Halloween comes to us from the Christian calendar, and is an abbreviated name for All Hallows Eve. It also used to be called ‘all souls night’ while the all Hallows bit refers to November the first being All Saints Day. As a consequence it always amuses me to find misinformed, anxious Christians talking about the dangers of Halloween, that well known festival of all things evil and occult. Sorry folks, it was your festival all along. Yes, Samhain falls at the same time, but once you start poking the Catholic calendars of old, it’s pretty hard to find a date that isn’t potential cause for celebration. Every saint has their day and people can celebrate the day of the saint they were named after, if they are so inclined.
Once upon a time, the Christian church understood that death was a powerful force and that people need to set aside time and contemplate it, and make peace with it. The Mexican day of the dead festivities are a fine case in point. I don’t know if the rise of visible Paganism has gone alongside the Christian fear associated with this, their festival. The rise in commercial exploitation hasn’t helped.

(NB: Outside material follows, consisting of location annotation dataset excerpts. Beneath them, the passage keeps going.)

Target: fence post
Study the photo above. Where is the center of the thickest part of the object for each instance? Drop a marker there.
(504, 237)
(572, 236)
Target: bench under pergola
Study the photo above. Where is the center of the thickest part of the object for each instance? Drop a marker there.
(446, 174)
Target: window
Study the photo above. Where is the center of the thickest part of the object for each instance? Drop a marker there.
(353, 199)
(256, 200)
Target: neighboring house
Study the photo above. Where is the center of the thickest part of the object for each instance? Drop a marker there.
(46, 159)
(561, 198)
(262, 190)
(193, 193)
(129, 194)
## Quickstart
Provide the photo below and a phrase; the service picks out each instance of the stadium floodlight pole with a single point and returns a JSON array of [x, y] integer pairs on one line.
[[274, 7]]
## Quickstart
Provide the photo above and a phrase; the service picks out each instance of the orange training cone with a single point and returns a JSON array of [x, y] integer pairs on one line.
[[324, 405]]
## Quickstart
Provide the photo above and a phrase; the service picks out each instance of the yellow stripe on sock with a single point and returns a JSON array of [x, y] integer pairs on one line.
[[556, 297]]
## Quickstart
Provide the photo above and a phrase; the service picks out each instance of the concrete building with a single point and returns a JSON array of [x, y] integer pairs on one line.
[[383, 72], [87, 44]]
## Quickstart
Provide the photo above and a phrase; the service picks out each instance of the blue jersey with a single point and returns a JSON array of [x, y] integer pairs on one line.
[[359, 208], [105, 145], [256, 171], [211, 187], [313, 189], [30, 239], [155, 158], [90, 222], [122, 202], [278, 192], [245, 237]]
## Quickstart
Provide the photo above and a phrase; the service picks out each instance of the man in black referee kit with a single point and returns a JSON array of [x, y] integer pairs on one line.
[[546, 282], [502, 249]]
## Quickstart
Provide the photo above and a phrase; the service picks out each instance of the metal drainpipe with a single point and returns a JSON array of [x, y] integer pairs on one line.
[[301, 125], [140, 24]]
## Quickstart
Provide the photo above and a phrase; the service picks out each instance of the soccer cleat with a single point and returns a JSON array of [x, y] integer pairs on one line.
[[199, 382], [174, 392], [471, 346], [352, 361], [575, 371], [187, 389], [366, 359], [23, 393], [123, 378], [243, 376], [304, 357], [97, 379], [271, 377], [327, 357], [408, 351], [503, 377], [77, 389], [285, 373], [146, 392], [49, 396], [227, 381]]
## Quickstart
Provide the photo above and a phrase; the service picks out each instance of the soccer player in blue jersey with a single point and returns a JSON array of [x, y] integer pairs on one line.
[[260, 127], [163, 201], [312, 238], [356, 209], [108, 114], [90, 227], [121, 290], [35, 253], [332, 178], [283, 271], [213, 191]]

For the fearful, it’s a slippery slope. You start by letting kids wear pointy hats and carve pumpkins and before you know it, they’ll be worshipping Satan and dabbling in dangerous occult practices. Satan, it is often forgotten, is a figure from Christian mythology. He may parallel certain goat footed Pagan Gods but that’s a whole other story.
When did the Church start trying to be so clean and safe? All Saints day, today, would have honoured the saints. The majority of people ‘blessed’ with the title got it by dying in strange, grotesque, horrible ways. The kind of deaths that modern torture porn films could really get their teeth into. Its odd, really, that this material has never been mined for entertainment. The mentality that would draw a big crowd to watch someone being hung, drawn and quartered is alive and well and sitting in a cinema near you, waiting for the strange catharsis of gore. Mediaeval Christianity was full of the dark and grotesque. Tombs depicting decomposing corpses, horrible faces in the church roof – all the material of fear and reality, right there. The depictions of Hell used to be pretty wild, too, all naked flesh and horrible torment. But again, we have the cinema for that, we don’t go to church expecting to see people having their breasts torn off.
Religions evolve. All Hallows Day has all but vanished, and Hallow ‘een as take over, and been kicked out of the Christian calendar to become a strange, secular rite involving costumes and chocolate. Next time someone tells you that Paganism is somehow invalidated by its youth, or by not being the same as ancient Paganism, hold this thought. The Christianity that decries Halloween today would not make the slightest sense to the people who celebrated as a Christian festival it not so many generations ago.